# Is it illegal to work for 'free' on a tourist visa



## pandabearest (Aug 14, 2010)

Hi All

Is it illegal to work for free on a tourist visa ?

Also - Does anyone have the contact info for the workplace relations body in dubai?


Thanks heaps
P


----------



## Maz25 (Jul 6, 2008)

It is illegal to work on a tourist visa (be it paid or free). If you are in the country on the tourist visa, then your intention would be visit the country and have a nice holiday - not work! 

I personally would not advise that you take any chances (yes, some people do!)! The fines are quite hefty and usually ends with deportation (and a stint in the local jail if you are really unlucky!).
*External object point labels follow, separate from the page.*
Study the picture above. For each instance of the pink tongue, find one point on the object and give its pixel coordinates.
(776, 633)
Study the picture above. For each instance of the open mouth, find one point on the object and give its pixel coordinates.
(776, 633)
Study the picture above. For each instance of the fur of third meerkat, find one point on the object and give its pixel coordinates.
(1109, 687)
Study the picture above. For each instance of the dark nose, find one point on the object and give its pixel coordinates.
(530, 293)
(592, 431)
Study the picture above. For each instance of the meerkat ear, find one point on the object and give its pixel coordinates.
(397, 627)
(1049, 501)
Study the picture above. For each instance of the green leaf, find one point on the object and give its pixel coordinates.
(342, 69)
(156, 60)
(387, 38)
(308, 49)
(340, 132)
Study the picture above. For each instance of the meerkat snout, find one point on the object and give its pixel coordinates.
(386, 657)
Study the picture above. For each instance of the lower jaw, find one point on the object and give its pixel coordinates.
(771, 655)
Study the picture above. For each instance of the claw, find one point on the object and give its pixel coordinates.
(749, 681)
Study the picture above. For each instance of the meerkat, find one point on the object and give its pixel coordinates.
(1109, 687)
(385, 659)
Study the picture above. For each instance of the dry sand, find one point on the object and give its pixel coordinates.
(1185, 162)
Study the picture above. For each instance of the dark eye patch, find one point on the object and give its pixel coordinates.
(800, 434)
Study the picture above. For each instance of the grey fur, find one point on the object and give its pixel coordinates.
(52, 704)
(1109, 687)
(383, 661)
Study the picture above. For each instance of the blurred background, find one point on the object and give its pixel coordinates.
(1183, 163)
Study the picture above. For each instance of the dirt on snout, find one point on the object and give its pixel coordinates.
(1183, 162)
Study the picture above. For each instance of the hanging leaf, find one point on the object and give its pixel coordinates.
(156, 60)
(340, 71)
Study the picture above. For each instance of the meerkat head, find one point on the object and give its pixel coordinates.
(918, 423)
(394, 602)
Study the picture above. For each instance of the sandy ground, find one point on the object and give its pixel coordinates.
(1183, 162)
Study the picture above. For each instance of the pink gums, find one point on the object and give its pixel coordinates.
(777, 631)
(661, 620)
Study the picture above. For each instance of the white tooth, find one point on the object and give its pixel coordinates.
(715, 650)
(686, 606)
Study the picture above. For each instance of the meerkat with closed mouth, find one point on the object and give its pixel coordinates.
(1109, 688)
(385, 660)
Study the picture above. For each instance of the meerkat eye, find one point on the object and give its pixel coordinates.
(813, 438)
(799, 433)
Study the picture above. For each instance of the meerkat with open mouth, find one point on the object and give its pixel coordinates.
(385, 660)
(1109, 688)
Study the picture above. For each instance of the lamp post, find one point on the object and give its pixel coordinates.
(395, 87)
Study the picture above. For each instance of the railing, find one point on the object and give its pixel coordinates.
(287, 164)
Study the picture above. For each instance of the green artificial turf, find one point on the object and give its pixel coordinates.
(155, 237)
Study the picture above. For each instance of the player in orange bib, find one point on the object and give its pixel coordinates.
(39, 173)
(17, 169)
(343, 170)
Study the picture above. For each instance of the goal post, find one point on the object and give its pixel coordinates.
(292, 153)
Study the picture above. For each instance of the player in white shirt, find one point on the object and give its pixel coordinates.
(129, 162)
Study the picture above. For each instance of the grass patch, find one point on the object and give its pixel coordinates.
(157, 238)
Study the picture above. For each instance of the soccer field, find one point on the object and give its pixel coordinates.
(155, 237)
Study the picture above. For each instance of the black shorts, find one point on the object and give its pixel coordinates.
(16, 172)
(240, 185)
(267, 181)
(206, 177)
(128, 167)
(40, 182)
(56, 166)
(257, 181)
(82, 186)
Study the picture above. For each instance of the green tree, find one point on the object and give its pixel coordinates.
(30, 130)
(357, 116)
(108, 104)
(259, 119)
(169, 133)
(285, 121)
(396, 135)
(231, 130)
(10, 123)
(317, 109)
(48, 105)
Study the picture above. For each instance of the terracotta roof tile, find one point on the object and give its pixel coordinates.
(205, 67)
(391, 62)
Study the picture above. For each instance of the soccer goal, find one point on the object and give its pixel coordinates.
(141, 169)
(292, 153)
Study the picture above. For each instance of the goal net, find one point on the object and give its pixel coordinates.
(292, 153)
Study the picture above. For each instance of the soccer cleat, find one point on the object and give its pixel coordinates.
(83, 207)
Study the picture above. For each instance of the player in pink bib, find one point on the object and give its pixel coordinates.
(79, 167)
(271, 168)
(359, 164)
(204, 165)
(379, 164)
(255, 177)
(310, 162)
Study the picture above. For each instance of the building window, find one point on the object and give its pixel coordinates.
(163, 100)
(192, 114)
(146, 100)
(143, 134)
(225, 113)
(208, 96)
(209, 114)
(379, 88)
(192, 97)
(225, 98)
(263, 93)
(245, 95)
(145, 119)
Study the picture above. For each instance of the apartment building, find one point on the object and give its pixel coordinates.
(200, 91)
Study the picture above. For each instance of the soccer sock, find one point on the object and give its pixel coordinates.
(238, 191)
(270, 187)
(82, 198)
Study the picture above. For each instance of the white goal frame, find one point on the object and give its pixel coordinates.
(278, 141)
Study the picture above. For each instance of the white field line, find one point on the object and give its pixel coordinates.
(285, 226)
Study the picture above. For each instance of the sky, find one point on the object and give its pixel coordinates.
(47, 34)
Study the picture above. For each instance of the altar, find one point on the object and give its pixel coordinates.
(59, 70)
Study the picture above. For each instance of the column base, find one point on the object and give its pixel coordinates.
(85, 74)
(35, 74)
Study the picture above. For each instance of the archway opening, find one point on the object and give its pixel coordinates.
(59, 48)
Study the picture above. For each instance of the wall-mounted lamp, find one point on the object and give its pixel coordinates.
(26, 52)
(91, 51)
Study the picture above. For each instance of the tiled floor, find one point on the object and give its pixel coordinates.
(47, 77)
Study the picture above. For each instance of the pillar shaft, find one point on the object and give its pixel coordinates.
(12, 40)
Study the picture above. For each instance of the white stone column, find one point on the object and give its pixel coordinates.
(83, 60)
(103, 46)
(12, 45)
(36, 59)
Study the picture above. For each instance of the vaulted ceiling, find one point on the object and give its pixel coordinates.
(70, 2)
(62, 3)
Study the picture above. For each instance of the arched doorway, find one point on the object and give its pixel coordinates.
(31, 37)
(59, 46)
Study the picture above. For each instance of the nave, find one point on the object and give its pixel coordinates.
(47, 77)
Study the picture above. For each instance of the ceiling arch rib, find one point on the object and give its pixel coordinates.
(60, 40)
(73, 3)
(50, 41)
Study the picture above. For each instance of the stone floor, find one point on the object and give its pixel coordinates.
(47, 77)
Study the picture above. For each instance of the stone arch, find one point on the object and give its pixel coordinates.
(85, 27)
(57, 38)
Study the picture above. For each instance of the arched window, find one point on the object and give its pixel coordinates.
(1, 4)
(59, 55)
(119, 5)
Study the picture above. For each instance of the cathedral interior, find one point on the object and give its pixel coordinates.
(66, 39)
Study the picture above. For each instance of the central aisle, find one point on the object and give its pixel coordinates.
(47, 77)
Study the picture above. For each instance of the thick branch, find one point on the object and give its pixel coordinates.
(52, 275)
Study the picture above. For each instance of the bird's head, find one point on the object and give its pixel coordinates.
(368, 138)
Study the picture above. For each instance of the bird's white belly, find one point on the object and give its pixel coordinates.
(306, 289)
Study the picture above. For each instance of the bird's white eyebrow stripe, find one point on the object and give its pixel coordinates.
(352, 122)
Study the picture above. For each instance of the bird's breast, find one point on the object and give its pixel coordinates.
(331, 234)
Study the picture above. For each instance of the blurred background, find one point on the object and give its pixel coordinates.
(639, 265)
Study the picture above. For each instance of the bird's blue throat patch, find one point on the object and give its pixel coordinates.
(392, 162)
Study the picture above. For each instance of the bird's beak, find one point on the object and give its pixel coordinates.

The Ministry of Labour is the body responsible for employee rights/ welfare here. I've fortunately never have to deal with them so do not have their number but I'm sure google will bring up their contact details if you need to contact them.


----------



## pandabearest (Aug 14, 2010)

What about the employer? He have any responsibilty in this?


----------



## pandabearest (Aug 14, 2010)

Thanks for the reply.


----------



## rsinner (Feb 3, 2009)

There is a fine of 50,000 AED per violation for the employer as well. But they can pay the fine and continue with the business. It is you who will get deported and cannot come back to the UAE


----------



## pandabearest (Aug 14, 2010)

Thanks v much. Appreciated.


----------